Not all accumulators are available in $project stage. We need to consider what we can do in project with respect to accumulators and what we can do in group. Let's take a look at this:
db.companies.aggregate([{
$match: {
funding_rounds: {
$ne: []
}
}
}, {
$unwind: "$funding_rounds"
}, {
$sort: {
"funding_rounds.funded_year": 1,
"funding_rounds.funded_month": 1,
"funding_rounds.funded_day": 1
}
}, {
$group: {
_id: {
company: "$name"
},
funding: {
$push: {
amount: "$funding_rounds.raised_amount",
year: "$funding_rounds.funded_year"
}
}
}
}, ]).pretty()
Where we're checking if any of the funding_rounds is not empty. Then it's unwind-ed to $sort and to later stages. We'll see one document for each element of the funding_rounds array for every company. So, the first thing we're going to do here is to $sort based on:
funding_rounds.funded_year
funding_rounds.funded_month
funding_rounds.funded_day
In the group stage by company name, the array is getting built using $push. $push is supposed to be part of a document specified as the value for a field we name in a group stage. We can push on any valid expression. In this case, we're pushing on documents to this array and for every document that we push it's being added to the end of the array that we're accumulating. In this case, we're pushing on documents that are built from the raised_amount and funded_year. So, the $group stage is a stream of documents that have an _id where we're specifying the company name.

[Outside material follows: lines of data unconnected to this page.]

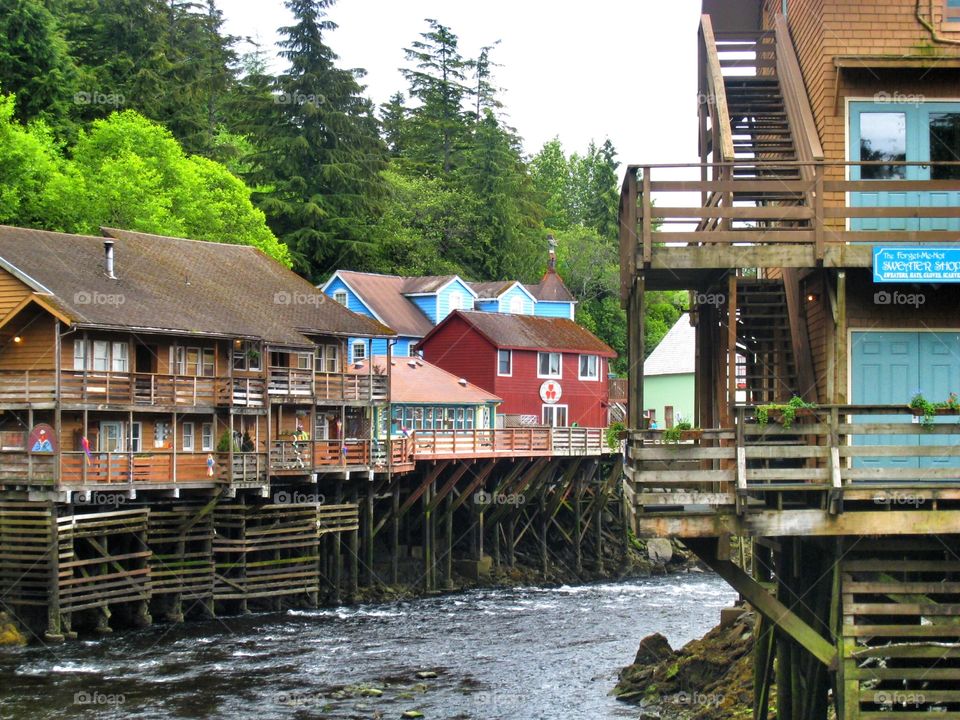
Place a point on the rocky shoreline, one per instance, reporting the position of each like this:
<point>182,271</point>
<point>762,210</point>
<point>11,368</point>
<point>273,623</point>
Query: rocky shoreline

Notice that $push is available in $group stages but not in $project stage. This is because $group stages are designed to take a sequence of documents and accumulate values based on that stream of documents.
$project on the other hand, works with one document at a time. So, we can calculate an average on an array within an individual document inside a project stage. But doing something like this where one at a time, we're seeing documents and for every document, it passes through the group stage pushing on a new value, well that's something that the $project stage is just not designed to do. For that type of operation we want to use $group.

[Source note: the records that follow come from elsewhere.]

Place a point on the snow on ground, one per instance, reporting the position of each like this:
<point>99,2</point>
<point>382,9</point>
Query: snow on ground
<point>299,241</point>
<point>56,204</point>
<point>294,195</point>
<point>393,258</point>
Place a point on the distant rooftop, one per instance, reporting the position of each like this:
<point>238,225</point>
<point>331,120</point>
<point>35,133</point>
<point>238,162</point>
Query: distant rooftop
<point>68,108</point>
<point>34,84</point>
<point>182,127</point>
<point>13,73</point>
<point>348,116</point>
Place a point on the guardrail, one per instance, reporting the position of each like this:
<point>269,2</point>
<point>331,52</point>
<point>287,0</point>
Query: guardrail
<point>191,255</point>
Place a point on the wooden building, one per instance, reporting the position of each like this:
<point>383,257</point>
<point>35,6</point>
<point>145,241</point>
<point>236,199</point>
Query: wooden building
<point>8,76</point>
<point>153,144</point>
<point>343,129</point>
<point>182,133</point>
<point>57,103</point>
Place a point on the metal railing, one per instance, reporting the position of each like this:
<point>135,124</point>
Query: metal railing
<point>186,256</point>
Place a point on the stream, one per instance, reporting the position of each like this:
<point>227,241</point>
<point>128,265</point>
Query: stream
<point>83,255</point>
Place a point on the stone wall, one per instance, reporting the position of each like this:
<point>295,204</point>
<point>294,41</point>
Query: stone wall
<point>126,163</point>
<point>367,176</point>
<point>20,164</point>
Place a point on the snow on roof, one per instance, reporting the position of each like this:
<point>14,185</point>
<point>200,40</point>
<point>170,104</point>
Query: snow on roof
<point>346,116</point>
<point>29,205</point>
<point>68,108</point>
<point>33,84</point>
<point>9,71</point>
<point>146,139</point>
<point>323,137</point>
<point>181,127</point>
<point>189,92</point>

Let's take a look at another example:
db.companies.aggregate([{
$match: {
funding_rounds: {
$exists: true,
$ne: []
}
}
}, {
$unwind: "$funding_rounds"
}, {
$sort: {
"funding_rounds.funded_year": 1,
"funding_rounds.funded_month": 1,
"funding_rounds.funded_day": 1
}
}, {
$group: {
_id: {
company: "$name"
},
first_round: {
$first: "$funding_rounds"
},
last_round: {
$last: "$funding_rounds"
},
num_rounds: {
$sum: 1
},
total_raised: {
$sum: "$funding_rounds.raised_amount"
}
}
}, {
$project: {
_id: 0,
company: "$_id.company",
first_round: {
amount: "$first_round.raised_amount",
article: "$first_round.source_url",
year: "$first_round.funded_year"
},
last_round: {
amount: "$last_round.raised_amount",
article: "$last_round.source_url",
year: "$last_round.funded_year"
},
num_rounds: 1,
total_raised: 1,
}
}, {
$sort: {
total_raised: -1
}
}]).pretty()
In the $group stage, we're using $first and $last accumulators. Right, again we can see that as with $push - we can't use $first and $last in project stages. Because again, project stages are not designed to accumulate values based on multiple documents. Rather they're designed to reshape documents one at a time. Total number of rounds is calculated using the $sum operator. The value 1 simply counts the number of documents passed through that group together with each document that matches or is grouped under a given _id value. The project may seem complex, but it's just making the output pretty. It's just that it's including num_rounds and total_raised from the previous document.